Jeff believes that the impediment to growth and success is people. “It’s just that simple. If you walk into a pizza place and you see a piece of paper on the floor and two guys just standing there, looking at it – that’s all you need to know about the company. Right there on the spot I can tell you that they don’t care about the food safety or the quality of the product,” he declares.

According to him, it’s not just pizza; you’re making somebody’s dinner for themselves, their spouse and kids. That’s a serious relationship. It had better be good.

He believes that a company is a living organism and if you, for a second, not treat it like a dynamic being, it’s going to atrophy, and it’s going to cost you a lot of money and time to win it back.

It’s just good business sense, according to him. If you treat your employees well, you not only get their loyalty and best output, but also find more people who want to work for you. So you get to pick the best and it’s a domino effect. “But business owners are often very short sighted,” Jeff laments. It’s a tremendous amount of investment – including in terms of energy, he admits – but at the end of the day it pays dividends.

Hope and hard work
As an anthropologist he obviously knows a thing or two about people. “All people want is to be recognised; they want incentive and a way up. Everybody wants a way up,” he declares as he cites his own example. “I dropped out of high school and grew up in a mobile home on a trailer park on the wrong side of town. And now I am working on my PhD, I’ve got beautiful kids, a thriving company – and I can talk to anybody on anything I have some knowledge about and hold my own ground. It doesn’t matter who you are; you can go anywhere.”

He believes in the power of creating that hope within his employees. “For example when I started the pizza place four years ago, I had a pizza delivery kid who came to me for a part-time job. He’s now an equity partner in my company and the director of operations. That was four years ago! And now he sits across the table negotiating ten million dollar distribution deals.”

Having said that, he also stresses on the fact that it takes a lot of hard work to succeed. “When my father’s generation had to be in at work at seven, they got in at 6:30 am. The youth now, if they are 15 minutes late they think they are doing good,” he shakes his head, as he talks about how the recession forced us to abandon that complacency and feeling of entitlement. “We’ve now gone through a catastrophic economic failure globally. The game is over. Sitting on bean bags at work, bringing your pet to the office, having a ping-pong table, ‘where’s my equity and share’ – that’s gone. Hard work is back. The world is rolling up its sleeves again and our parents’ work ethic is back.”
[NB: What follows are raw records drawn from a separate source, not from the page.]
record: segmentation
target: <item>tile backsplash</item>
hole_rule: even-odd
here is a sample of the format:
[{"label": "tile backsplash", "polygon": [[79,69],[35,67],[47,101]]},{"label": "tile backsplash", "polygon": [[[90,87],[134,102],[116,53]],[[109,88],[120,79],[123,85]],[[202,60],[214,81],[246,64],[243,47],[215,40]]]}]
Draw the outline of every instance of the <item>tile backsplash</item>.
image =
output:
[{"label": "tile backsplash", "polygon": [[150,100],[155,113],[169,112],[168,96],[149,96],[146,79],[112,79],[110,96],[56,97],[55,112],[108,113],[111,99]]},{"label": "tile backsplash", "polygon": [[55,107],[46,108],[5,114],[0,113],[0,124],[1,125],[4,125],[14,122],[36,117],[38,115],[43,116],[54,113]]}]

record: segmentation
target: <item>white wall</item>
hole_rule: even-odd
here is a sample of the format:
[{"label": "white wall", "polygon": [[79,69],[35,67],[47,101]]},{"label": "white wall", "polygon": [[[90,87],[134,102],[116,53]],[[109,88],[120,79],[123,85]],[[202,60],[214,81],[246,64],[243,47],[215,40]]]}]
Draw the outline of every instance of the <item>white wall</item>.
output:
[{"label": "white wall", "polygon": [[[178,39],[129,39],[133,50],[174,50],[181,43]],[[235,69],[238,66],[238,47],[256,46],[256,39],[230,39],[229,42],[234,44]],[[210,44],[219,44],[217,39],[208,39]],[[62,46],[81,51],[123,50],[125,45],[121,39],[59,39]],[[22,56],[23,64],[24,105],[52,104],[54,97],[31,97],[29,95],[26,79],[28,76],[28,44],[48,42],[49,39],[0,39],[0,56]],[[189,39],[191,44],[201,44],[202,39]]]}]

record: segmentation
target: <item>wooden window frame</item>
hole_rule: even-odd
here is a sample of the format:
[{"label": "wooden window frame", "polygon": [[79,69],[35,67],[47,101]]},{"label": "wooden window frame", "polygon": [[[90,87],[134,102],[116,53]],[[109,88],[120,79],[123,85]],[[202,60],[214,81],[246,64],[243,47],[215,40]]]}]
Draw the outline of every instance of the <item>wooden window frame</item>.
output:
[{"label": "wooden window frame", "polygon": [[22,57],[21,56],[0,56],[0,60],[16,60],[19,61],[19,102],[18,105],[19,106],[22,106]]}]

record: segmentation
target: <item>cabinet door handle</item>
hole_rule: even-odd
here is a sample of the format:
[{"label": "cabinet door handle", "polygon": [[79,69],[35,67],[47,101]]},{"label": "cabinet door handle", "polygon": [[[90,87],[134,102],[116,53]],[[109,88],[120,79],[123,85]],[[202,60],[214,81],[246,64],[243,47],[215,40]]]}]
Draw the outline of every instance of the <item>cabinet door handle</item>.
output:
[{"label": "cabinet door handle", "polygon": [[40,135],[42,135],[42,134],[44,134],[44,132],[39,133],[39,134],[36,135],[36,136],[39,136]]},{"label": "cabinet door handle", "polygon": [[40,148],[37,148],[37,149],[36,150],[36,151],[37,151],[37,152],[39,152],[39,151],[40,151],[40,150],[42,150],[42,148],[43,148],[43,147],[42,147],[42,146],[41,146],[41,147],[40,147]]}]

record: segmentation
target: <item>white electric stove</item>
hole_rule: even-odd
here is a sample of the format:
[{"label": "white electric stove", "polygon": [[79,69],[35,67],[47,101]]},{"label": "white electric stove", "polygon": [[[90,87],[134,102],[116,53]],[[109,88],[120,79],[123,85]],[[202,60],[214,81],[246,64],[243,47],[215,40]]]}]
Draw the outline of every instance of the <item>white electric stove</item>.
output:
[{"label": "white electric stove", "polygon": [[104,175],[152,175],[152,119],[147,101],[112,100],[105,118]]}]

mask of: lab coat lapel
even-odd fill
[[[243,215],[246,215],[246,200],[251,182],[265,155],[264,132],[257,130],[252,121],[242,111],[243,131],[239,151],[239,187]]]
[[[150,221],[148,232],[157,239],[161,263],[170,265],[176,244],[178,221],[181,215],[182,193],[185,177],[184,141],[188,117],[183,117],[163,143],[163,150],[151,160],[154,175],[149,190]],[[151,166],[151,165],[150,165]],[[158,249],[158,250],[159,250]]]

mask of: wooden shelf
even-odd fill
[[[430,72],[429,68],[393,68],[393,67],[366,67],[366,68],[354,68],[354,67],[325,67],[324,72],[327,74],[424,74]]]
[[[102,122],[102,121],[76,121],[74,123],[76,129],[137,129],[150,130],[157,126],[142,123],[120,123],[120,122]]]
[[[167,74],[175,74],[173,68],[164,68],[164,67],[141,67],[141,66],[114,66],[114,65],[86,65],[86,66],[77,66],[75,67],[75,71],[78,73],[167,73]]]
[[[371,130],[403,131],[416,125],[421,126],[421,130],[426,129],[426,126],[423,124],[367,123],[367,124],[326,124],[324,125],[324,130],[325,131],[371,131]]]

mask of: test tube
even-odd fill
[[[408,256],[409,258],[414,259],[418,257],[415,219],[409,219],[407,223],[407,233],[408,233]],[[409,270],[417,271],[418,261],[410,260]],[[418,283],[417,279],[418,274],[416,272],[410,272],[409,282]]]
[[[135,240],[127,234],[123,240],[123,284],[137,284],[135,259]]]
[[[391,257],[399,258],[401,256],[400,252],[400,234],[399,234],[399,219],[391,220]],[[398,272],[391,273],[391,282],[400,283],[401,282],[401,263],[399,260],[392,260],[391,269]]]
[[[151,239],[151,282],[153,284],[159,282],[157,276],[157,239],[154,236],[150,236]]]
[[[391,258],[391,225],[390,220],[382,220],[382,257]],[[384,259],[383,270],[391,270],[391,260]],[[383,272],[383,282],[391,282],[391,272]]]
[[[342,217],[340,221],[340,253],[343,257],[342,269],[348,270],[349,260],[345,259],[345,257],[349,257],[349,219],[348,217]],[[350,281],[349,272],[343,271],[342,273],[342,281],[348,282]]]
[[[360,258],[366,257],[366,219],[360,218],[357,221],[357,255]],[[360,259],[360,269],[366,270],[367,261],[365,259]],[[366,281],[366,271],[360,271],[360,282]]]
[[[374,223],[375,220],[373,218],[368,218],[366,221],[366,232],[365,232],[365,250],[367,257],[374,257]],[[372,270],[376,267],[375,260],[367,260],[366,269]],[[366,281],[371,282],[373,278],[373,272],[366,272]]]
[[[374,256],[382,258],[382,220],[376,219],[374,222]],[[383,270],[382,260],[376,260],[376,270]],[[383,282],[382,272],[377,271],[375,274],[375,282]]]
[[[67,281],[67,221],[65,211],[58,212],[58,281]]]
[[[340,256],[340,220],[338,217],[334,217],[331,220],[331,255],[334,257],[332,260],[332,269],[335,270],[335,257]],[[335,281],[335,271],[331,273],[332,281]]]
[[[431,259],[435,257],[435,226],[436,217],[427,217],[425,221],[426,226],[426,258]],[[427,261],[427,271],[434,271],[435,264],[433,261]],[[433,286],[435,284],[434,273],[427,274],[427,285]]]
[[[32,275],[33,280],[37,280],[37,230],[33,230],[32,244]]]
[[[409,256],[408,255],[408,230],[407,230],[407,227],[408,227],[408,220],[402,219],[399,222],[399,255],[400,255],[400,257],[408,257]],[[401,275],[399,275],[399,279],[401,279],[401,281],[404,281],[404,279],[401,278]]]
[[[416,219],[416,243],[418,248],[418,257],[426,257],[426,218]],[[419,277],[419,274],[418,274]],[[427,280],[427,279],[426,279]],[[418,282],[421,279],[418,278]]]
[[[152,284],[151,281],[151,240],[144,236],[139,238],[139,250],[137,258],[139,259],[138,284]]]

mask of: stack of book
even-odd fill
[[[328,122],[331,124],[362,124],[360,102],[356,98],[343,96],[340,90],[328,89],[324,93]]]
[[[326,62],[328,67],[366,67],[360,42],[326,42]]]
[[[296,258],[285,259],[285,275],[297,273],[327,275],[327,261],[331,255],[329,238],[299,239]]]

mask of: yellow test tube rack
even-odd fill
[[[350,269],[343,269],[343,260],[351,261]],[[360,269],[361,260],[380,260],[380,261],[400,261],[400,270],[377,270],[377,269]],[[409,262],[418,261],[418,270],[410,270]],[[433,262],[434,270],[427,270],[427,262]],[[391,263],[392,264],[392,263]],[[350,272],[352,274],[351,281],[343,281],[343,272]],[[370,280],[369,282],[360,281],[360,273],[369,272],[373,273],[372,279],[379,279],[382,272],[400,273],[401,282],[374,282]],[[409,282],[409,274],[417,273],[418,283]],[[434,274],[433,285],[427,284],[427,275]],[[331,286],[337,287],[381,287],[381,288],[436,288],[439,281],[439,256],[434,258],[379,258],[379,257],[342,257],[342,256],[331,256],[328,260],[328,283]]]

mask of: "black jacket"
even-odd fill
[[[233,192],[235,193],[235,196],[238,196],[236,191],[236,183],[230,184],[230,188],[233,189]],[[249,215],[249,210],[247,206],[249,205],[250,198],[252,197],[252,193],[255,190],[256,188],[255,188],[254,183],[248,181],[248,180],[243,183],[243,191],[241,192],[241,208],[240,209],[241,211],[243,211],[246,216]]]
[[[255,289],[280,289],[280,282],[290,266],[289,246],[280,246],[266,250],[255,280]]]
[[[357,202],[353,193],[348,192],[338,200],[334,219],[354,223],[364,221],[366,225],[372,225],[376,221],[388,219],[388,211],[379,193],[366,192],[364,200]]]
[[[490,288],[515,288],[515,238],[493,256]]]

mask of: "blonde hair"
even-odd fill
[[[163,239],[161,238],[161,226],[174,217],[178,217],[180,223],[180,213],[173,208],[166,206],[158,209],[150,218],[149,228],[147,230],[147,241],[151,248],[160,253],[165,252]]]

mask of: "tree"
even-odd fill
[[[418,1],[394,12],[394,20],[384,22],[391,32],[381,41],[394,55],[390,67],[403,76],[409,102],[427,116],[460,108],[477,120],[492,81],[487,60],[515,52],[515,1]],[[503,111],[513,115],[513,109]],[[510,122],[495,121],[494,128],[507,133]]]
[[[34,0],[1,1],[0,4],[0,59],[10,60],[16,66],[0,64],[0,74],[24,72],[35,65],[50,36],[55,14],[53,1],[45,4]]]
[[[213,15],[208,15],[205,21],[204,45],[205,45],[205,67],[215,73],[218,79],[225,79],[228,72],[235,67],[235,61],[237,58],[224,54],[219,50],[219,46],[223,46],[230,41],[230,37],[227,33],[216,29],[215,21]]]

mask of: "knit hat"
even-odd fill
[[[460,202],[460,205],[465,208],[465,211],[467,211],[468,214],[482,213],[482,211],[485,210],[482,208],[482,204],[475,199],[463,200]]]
So what are his parting words of advice for businesses: “I think the last few months have been a wakeup call; companies and individuals who work hard and smart will have an edge. For us, what’s going to determine our success or failure is the quality of our people. It’s just that simple. Money is everywhere – that’s easy to raise. The magic is not raising money, the magic is making money.”

That’s a good line. He should definitely tweet it.